Separately, the commission also proposes the removal of the law’s exemption of the reporting of gifts by legislators and bureaucrats, if the presents are from family members. Currently, the legislation requires the declaration of gifts of over $100,000 if they are not from family members. The current exemption is an obvious and gaping loophole for potential graft and kickbacks to be channelled to public officials via their families.

This newspaper finds nothing unreasonable in these or any of the other documentation being suggested by the Integrity Commission. What we found disturbing was the rancour with which the idea of legislators having to declare their institutional exposure or beneficial interests in organisations was met across the aisle of the parliamentary committee reviewing the law. Their peevish response was of a group that feels it is being unduly picked on.

Marlene Malahoo Forte, the legal and constitutional affairs minister, whinged about “constantly putting the spotlight” on parliamentarians.

“You now want to single out parliamentarians, that they must be required to make submission of an additional category of interest, and the concern only relates to people who are part of the political directorate,” she griped.

Delroy Chuck moaned that the requirement would be invasive. “The only thing that is left is for the Integrity Commission to ask us is to put in the legislation that once per year you can visit a parliamentarian’s home to investigate,” he said.

Donna Scott-Mottley echoed the screed about invasiveness, complained that the requirement would be burdensome, and accused the IC of heading “overboard” with the proposal. Mrs Scott-Mottley’s opposition colleague, Peter Bunting, a former national security minister who used to be privy to law intelligence from domestic and foreign law-enforcement agencies, suggested that permanent secretaries, the civil service’s heads of ministries, should be held to even greater scrutiny than their political bosses. And he wondered about the IC commissioners.
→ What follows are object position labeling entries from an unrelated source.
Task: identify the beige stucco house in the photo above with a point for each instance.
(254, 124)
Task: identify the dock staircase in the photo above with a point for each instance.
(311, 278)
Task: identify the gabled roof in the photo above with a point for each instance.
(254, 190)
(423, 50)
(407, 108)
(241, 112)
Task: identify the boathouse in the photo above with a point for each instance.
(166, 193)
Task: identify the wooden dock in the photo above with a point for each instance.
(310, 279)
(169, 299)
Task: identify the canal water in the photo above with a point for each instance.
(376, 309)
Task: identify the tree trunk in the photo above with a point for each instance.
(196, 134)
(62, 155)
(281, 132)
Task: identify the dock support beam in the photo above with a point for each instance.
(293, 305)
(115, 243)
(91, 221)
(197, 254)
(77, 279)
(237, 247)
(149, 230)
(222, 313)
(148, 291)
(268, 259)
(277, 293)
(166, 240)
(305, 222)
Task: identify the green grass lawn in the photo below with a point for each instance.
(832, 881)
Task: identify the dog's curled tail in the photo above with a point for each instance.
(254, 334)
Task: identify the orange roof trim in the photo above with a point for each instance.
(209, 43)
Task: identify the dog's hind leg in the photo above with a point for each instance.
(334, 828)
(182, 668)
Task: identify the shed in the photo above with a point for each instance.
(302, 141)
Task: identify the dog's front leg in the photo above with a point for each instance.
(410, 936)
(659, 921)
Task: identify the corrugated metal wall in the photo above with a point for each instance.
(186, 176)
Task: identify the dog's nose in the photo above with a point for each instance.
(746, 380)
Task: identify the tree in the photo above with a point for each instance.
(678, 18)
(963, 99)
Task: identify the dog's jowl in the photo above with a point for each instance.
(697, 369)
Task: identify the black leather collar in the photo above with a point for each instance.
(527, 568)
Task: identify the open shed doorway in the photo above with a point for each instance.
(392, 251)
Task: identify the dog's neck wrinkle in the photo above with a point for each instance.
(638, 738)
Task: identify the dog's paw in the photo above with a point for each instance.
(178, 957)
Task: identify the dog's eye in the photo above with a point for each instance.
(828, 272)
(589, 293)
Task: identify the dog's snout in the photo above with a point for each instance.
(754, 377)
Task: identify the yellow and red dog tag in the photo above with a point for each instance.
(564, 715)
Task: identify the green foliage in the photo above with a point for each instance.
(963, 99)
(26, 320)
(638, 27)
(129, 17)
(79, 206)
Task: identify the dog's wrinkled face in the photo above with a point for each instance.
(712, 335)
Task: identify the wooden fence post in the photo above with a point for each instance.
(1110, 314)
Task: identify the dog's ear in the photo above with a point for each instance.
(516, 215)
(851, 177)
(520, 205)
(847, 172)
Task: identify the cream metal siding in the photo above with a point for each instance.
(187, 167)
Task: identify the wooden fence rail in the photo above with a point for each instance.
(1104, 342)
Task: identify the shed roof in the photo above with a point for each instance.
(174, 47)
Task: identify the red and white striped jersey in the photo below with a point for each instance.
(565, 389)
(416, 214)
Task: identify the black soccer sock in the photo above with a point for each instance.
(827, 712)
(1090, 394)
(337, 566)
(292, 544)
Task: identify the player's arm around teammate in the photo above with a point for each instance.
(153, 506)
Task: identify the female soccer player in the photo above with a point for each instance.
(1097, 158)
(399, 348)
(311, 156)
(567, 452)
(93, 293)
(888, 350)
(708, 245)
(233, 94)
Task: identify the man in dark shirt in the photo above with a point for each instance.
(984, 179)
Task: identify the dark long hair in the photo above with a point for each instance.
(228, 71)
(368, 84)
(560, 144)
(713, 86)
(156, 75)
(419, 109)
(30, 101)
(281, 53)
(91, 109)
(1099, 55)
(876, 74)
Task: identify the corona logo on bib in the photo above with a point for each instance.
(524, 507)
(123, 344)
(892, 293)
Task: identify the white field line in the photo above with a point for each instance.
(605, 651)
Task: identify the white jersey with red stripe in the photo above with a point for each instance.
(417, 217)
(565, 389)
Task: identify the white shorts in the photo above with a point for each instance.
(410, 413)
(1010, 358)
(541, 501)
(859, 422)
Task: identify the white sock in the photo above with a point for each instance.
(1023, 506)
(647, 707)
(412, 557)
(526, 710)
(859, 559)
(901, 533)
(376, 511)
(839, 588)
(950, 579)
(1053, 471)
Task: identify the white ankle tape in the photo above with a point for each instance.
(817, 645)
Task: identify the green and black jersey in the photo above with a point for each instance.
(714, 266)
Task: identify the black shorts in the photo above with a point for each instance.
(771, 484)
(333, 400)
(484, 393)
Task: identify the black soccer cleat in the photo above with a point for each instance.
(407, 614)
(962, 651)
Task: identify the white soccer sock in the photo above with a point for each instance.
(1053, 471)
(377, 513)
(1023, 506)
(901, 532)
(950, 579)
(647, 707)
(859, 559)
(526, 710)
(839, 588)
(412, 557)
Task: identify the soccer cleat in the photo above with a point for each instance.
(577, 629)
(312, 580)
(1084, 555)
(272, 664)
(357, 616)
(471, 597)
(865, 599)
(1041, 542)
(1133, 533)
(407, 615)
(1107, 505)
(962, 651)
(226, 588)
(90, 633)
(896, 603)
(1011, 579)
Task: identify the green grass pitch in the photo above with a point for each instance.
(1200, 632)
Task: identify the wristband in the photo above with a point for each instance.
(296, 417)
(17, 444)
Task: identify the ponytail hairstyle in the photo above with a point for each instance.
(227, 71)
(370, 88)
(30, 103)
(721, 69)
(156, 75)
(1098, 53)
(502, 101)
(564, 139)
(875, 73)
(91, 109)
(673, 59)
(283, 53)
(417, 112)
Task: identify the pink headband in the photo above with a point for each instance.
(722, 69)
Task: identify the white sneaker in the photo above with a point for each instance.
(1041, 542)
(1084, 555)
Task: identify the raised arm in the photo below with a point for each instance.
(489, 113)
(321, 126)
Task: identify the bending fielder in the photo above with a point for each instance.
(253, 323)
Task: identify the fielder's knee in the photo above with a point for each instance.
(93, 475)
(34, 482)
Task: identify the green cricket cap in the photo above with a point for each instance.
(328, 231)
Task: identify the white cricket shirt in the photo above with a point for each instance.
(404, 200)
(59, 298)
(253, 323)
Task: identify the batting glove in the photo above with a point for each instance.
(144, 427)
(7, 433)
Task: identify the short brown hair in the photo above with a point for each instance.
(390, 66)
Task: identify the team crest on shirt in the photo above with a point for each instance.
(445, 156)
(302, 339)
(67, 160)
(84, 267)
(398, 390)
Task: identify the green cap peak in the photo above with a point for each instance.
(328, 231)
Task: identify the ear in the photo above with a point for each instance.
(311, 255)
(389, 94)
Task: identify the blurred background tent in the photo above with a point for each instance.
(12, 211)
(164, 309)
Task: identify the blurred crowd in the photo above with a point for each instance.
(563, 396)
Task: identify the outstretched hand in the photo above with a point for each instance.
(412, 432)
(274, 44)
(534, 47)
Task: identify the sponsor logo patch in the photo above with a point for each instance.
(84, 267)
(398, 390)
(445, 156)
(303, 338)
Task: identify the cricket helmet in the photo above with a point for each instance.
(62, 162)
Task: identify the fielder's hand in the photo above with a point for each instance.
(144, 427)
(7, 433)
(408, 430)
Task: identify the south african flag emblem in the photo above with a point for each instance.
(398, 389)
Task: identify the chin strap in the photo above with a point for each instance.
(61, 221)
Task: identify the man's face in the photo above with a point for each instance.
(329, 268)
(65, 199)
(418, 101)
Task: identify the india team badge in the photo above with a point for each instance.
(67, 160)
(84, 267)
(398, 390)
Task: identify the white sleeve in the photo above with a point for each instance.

There is perhaps a case for permanent secretaries and the IC’s commissioners to be subject to similar oversight, although the latter group, unlike MPs and permanent secretaries, has no special access to government resources and exercises no authority over people’s lives. Parliamentarians and the political executive pass laws and shape policy, over whose execution they preside with the support of the permanent bureaucracy.

However, the indecorous squealing of legislators suggested not a wish for intellectual discourse on a serious regulatory question. Rather, many of the rants had the tinge of a spooked and cornered herd on the cusp of a stampede.

That ought not to be the impression that our governors should want to create. Which reprises the matter about the (people’s) attitudes towards democracy and the esteem in which they hold politicians.

In the last general election, just shy of two years ago, the governing Jamaica Labour Party (JLP) won with a landslide – 49 out of 63 (78 per cent) parliamentary seats. However, the voter turnout was a mere 37.2 per cent. The JLP received 56.37 per cent of the votes cast. However, the votes it received accounted for merely 21 per cent of registered electors. In the aftermath of the election even that party’s leader, Prime Minister Andrew Holness, agreed there was disenchantment with politics that threatens Jamaica’s democracy.

The LAPOP survey found that over six in 10 Jamaicans do not trust elections, believing them to be manipulated. Indeed, while 57 per cent declared support for democracy, an upward tick from two years earlier, the number was significantly below the 80 per cent from a decade earlier. Additionally, nearly half of the country (46 per cent) would back a military coup to fight corruption.

What is equally disturbing in the face of the rampart-constructing brigade into which the politicians so quickly formed themselves at the committee hearing, is that 55 per cent of Jamaicans believe that the majority, and probably all, politicians are corrupt. That is not the image that anyone who believes in good governance or democracy wants to have of the country’s leaders.